Thursday, June 11, 2009

California less than 50 days from

Via Mish, we learn that California's on track to state government "meltdown" in less than fifty days. From the state controller's office (links to the financial statement and summary available at the link):
SACRAMENTO – State Controller John Chiang today released his monthly report detailing California’s cash balance, receipts and disbursements in May and through the first 11 months of the fiscal year. In May, revenue was $827 million below the latest projections found in the Governor’s May Budget Revision.

"Without immediate solutions from the Governor and Legislature, we are less than 50 days away from a meltdown of State government. This presents a terrible threat to California’s economy and to the State’s delivery of basic public services,” said Chiang. “A truly balanced budget is the only responsible way out of the worst cash crisis since the Great depression.”

Personal income taxes were $475 million below (-23.0%) estimates in the May Revision. Corporate taxes were down $84.4 million (-25.8%), and sales taxes fell by $109 million (-3.3%).

The Controller has met with Governor Schwarzenegger and Legislators in the past week to brief them on the State’s immediate cash problem. He also sent a letter to State leaders this morning with new cash projections – updated to reflect May actuals and final May Revision numbers from the Department of Finance – that continue to show the State exhausting all available cash by late July. The State is now projected to run $2.78 billion into the red on July 31.

The State started the fiscal year with a $1.45 billion cash deficit, which grew to $19.8 billion on May 31, 2009. ...

Any bets on how soon the feds will bail out "too big to fail" California, using our (non-California) tax dollars? After all, we can't allow California's bloated government and all those well-paid unionized state employees to ... gasp! ... sacrifice a penny while the rest of us cut back, now can we?


Anonymous said...

and all those well-paid unionized state employees to ... gasp! ... sacrifice a penny while the rest of us cut back, now can we?
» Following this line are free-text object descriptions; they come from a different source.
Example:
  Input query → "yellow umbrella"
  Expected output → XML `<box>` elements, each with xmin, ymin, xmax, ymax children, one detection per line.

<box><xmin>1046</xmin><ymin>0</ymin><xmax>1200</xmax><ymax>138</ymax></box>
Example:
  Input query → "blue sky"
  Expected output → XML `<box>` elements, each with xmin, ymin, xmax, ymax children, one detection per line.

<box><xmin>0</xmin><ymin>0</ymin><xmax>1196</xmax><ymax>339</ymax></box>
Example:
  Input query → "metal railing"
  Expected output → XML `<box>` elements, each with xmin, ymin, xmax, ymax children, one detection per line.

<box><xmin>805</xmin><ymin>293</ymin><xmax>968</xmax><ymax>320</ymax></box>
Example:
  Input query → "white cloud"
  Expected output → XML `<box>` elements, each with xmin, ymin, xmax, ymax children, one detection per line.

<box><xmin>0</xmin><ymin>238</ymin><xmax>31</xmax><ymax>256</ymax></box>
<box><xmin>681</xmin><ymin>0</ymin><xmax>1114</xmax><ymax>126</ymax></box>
Excuse me? The last time I checked, CA state workers were taking two furlough days a month, and they may be taking more. How many furlough days are you taking?

And well paid? Not for CA we're not. I started at the state 4 years ago making exactly $12.50 an hour. Do you not know how much it costs to live in CA? We're already taxed to death, home prices, even though falling, are still higher than anywhere else in the nation except perhaps New York and Hawaii.

David said...


I have numerous friends in California, so I am well aware of the high cost of living in your beautiful state.

California is the most heavily taxed state in the nation (New York is a close second), yet the state is on the verge of insolvency. So where is all that money going? The government is spending it on countless government programs, and their employees and pensions. (See this post from Mish on California pensions). So while you may not be a highly paid state employee, evidently many public employees in your state are. Simply put, if the state is spending beyond its means (and it is), then this cannot continue. That means cutting programs, jobs, and benefits, or raising taxes even more. Or some combination of these. Or forcing non-Californians to pay for your bloated state government's excesses via a federal bailout.

According to the Bureau of Labor Statistics (see here), as of May 2009 California has the second highest broad unemployment (U-6) rate, at 15.6% (Michigan has the highest, at 17.2%). So there are a lot of Californians making real sacrifices -- they are out of work, or want a full time job but can't get one. By the way, if you think two unpaid furlough days a month is a sacrifice now, when the state is still paying its workers, just what do you think will happen when it can't?

If the federal government forces non-Californians to bail out the California government, not only will the rest of the country have to subsidize California's bloated government, but your state will in all likelihood not make the needed cuts to bring state government spending in line with economic reality.